At one recent conference, some very successful practicing consultants crystal ball gazed and predicted that Indian Pharmaceutical companies will become increasingly local and inward looking. Based on what cues only he would know. For me this not contrarian, this is simply stupid. This is like Indian pharma retracing steps undoing the milestones already crossed.

For me there is hope. The Bihar electorate’s verdict was an enlightened one.
In India despite corruption having become a way of life, there is still a huge population of people who are honest to the book. When these people come to positions of influence and power, which is not so common - usually the important positions are usurped by their more “networked “colleagues - these men of probity do make a difference. Unfortunately the impact that they make stays mostly at the top. If the change made stays only at the top, it is not sustainable, till it percolates to the bottom. Even the impact of revolutions takes generations to set in. Slow paced transitional change takes much more. Corruption and greater than that lack of intellectual integrity or rampant intellectual infidelity are the two woes that shall continue to daunt each stride that India takes.

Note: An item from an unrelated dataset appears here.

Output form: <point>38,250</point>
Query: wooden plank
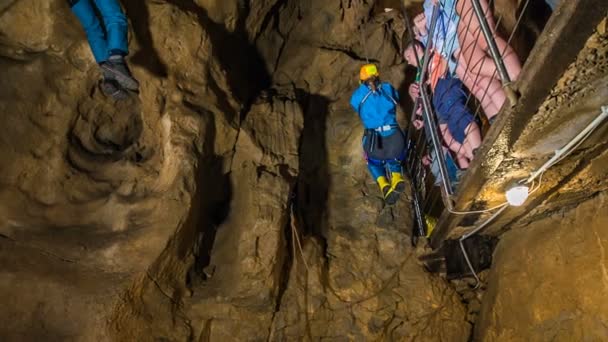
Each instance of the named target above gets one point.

If corruption has to be really addressed, then retribution must be speedier. If intellectual integrity is to be inculcated, then importance of country before self has to be emphasized. For this, the kindergarten generation has to be attended. The values that they imbibe need to be different. The environment that they get should be different from what we got. The goals that they set for themselves should be different that we set for ourselves. This intervention will best be made by schools. If responsibility of values formation is left to parents, the survival instincts will dilute the intentions of even the well meaning parents. The teacher enjoys a third party legitimacy that a parent does not. Kids always view the intervention of parents as that of an interested party, till they are old enough to imbibe the purport. But if the schools have to deliver, the teachers have to be good. If the teachers have to be good, the right orientation people have to come in the teaching profession. If the good people have to come in teaching profession, then they have to sacrifice more lucrative alternative options. If they do so, then the society has to compensate them with extreme respect and reverence. In which case, our newly acquired value system needs to metamorphose quite a bit and knowledge / erudition / sacrifice or simply said adhyaatma and tyaaga have to have precedence on material wealth and attendant frivolous contraptions that announce it. Are we then returning to the rhetorical rectitude representative of the stereotype golden period “shikshak”. Will some champion of social engineering scream - Brahmanical manuvad? Do we come back a full cycle. But do we have an option?